So I can't say for sure either way right now. If I had to guess then I think it works, although I'm not sure about extremely large returns.

devilhtc commented 6 years ago

Great, my teammates can't do shit and I probably don't have more time running down this rabbit hole (I learned a lot though). Sorry for intruding into your repo, you can close this issue any time. But I thought about the problems:

Is softmax problematic? Since it first mapped 'scores' for each stock to a exponential scale. Slight changes in the scores, in their EIIE implementation, can result in large change in distribution. I would say a sigmoid + normalization might work better at the end.
Can other architectures help e.g. actor-critic? We are receiving a concrete reward at each time step, but it might be bad for learning. Using a critic to guide the network might be better. Well, I guess if there is any progress in this front we would know how it goes. Thank you!

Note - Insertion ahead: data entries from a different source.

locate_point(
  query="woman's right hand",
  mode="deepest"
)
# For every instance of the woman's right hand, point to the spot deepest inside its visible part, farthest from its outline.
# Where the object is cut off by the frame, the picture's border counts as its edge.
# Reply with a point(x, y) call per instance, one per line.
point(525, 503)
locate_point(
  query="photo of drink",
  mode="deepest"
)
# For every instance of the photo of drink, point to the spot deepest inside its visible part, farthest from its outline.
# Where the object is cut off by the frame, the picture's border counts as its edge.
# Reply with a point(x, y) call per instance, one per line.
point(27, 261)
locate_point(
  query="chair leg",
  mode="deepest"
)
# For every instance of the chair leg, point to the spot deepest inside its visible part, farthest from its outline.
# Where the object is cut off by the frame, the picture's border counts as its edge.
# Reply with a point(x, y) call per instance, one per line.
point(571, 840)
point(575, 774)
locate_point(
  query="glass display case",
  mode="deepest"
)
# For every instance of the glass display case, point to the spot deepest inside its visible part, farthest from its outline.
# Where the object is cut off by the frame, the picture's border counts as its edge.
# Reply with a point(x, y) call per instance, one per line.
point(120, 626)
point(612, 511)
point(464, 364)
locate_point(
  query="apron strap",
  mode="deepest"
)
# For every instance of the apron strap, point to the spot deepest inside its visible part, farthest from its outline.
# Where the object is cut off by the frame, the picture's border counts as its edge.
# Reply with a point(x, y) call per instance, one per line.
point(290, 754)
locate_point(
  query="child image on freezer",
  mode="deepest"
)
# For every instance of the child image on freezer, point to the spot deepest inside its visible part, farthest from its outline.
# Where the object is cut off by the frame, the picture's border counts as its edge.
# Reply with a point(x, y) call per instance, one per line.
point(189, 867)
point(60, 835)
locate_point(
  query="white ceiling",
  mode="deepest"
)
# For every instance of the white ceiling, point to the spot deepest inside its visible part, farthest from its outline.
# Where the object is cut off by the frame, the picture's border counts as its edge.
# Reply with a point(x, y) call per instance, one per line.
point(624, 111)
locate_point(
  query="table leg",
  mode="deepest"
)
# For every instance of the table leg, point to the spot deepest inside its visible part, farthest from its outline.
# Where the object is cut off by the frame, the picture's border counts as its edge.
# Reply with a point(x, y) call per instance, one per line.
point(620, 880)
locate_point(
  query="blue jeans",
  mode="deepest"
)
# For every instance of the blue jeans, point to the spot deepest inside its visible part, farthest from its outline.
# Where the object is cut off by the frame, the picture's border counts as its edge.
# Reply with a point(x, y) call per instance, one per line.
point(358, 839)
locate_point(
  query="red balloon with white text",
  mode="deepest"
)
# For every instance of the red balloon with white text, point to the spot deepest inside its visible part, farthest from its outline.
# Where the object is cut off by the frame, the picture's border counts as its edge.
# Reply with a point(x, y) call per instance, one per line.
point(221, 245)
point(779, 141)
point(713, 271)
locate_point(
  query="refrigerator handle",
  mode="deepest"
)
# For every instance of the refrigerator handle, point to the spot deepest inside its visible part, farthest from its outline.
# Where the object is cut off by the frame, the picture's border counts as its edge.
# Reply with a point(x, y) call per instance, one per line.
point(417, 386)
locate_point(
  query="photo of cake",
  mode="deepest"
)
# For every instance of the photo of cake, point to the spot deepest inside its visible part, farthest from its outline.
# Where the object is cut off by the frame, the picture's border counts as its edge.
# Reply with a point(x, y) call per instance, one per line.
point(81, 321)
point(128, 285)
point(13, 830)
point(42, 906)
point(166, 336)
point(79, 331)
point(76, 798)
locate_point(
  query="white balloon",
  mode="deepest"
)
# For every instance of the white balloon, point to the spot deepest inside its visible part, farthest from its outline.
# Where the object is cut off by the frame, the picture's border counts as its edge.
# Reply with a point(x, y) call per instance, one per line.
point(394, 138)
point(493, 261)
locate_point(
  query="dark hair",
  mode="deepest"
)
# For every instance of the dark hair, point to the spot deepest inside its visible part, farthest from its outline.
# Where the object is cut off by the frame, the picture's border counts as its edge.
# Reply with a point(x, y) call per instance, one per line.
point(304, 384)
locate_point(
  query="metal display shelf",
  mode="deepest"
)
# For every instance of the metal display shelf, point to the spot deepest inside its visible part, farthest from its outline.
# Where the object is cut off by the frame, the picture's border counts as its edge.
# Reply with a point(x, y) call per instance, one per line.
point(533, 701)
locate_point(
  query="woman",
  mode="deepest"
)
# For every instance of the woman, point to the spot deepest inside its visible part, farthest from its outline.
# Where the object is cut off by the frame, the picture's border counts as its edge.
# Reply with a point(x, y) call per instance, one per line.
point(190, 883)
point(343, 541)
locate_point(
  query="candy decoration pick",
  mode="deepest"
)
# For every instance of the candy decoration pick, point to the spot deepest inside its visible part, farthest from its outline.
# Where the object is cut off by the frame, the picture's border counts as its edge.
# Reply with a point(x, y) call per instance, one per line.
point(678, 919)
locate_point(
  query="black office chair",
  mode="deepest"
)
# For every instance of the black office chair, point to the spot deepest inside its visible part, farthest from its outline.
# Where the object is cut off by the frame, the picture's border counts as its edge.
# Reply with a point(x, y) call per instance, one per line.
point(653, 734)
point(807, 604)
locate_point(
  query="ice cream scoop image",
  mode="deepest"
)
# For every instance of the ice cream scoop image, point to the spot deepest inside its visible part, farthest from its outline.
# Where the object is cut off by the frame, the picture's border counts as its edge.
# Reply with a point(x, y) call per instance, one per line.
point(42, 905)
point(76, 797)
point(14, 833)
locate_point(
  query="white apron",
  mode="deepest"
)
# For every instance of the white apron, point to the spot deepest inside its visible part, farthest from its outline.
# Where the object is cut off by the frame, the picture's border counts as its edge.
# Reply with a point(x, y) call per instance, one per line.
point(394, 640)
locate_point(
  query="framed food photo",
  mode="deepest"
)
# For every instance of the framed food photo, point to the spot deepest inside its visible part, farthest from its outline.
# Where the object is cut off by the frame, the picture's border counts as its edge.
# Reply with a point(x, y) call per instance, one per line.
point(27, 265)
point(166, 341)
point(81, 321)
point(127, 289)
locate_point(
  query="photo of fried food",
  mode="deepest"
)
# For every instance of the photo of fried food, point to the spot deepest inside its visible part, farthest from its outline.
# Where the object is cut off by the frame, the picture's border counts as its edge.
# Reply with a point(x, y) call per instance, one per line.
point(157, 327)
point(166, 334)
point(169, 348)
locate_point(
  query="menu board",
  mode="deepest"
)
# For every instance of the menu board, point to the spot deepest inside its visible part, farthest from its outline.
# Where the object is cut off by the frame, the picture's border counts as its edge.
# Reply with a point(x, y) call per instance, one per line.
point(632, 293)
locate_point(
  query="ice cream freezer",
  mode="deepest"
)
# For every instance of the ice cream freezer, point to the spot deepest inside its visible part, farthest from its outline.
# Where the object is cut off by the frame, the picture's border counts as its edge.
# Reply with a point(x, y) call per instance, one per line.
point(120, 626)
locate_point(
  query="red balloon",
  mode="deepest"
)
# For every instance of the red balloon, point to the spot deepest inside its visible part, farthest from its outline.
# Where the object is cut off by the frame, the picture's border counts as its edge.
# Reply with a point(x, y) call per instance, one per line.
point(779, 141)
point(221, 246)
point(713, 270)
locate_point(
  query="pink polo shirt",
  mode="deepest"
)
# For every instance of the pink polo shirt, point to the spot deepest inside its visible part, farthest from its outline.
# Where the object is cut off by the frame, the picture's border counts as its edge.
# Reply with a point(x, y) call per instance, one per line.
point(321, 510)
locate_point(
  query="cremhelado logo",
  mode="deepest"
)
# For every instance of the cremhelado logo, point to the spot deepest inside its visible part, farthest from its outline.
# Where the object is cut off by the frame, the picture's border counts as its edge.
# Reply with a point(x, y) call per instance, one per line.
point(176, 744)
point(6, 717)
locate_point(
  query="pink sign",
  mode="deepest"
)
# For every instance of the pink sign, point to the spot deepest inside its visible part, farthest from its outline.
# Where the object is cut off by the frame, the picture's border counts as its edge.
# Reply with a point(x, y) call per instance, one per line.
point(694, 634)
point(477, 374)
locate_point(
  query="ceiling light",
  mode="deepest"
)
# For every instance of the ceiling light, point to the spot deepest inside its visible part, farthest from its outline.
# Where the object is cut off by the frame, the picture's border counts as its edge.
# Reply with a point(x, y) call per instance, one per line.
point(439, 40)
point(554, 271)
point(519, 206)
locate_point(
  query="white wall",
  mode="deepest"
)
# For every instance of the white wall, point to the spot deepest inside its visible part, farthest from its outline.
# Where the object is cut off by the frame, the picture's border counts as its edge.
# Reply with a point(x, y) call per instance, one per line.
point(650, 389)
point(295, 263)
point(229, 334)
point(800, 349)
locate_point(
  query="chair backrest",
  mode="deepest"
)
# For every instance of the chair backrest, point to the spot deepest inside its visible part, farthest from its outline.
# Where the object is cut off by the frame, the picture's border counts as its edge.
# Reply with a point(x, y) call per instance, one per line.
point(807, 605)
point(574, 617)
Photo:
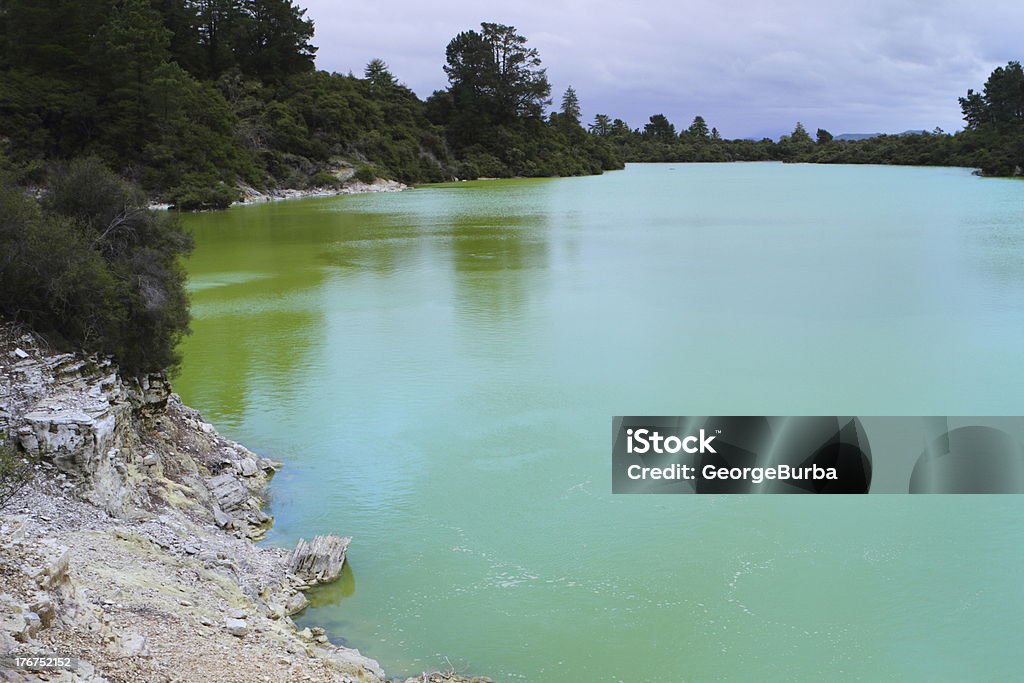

wassname commented 6 years ago

I agree, I tried putting is last weights as log(last_weights) to counteract the softmax but didn't help much
I've tried a bunch of things and it seems that having a critic or a stochastic output hurts it in general even if the critic_loss converges and the output distribution is narrow.

One other things I noticed is that going through the data in sequential order seems to help. Perhaps it helps reinforce temporary patterns.

Yeah it's a frustrating problem! And RL is quite tricky since there aren't many kaggle competitions to learn tricks from.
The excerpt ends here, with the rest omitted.